By Alice Ritchie ,AFP
GLASGOW — The Glasgow bar is half empty, the televisions showing sport while inoffensive pop music plays. But the students huddled around the table are oblivious — the talk is all about Scotland’s future. It is three weeks since Scotland voted to reject independence on Sept. 18, but the energy behind the nationalist campaign, which won 45 percent of the vote, shows no signs of dissipating.
“We have lost the referendum but it doesn’t mean the dream has died,” said Mhairi Black, a 20-year-old politics student and campaigns officer for the Glasgow University Scottish Nationalist Association (GUSNA). “The vote result was absolutely heartbreaking, gut-wrenching. But less than a week later I was raring to go. Everyone is pumped up, saying, what’s next?” The association’s small membership has almost tripled since the referendum, prompting this week’s meeting of the new committee in a bar — a better venue will need to be found to accommodate the larger numbers. The enthusiasm was palpable among the dozen or so students present, many of whom voted for the first time ever last month. “The reasons I believed in the ‘Yes’ vote were good reasons, and they’re still good reasons,” said Roddy Cairns, a 26-year-old law student and GUSNA’s president.

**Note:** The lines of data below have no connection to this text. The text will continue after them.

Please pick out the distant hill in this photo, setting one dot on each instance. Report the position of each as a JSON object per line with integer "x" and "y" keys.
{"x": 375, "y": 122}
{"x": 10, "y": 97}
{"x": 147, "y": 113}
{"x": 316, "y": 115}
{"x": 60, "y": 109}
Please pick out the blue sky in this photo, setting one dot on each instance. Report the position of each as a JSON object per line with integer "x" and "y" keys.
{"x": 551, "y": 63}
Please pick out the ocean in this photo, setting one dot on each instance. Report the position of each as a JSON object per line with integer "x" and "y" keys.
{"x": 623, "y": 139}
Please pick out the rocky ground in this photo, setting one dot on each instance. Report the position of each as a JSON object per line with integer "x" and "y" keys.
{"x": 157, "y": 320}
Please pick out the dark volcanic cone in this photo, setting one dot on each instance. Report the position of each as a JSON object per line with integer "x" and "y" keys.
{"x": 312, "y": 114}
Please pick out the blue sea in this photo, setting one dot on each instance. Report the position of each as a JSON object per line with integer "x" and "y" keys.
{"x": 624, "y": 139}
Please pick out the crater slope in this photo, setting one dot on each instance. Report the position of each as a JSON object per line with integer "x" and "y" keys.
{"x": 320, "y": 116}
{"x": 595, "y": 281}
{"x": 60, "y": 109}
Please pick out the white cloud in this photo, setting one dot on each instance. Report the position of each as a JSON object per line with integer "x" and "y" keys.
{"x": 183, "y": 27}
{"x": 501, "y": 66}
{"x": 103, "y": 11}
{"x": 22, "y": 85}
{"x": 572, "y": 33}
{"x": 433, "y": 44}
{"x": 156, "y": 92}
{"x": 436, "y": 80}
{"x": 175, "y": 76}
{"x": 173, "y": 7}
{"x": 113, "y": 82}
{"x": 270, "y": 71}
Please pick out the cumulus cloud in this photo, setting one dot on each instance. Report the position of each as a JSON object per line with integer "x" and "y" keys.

Free student tuition, the state-run National Health Service (NHS) — “these are the kind of things we need to defend” against budget cuts, he said. It is no surprise that there is nationalist feeling in Glasgow, a city which voted “Yes” to independence, but across Scotland tens of thousands of people are showing a new interest in politics. The ranks of the Scottish National Party (SNP), which runs the devolved government in Edinburgh, have swelled by 52,000 to more than 77,000 members since the referendum. The pro-independence Greens tripled their membership to 6,000, while the Scottish Socialist Party recorded a rise from 1,000 to about 2,500 members. The Radical Independence Campaign, a grassroots left-wing organization, has booked a 3,000-capacity venue in Glasgow for its conference next month. Even the parties which opposed independence — the Conservatives, Labour and the Liberal Democrats — have recorded a slight rise in numbers. “It’s heady stuff,” wrote commentator Lesley Riddoch in The Scotsman newspaper this week.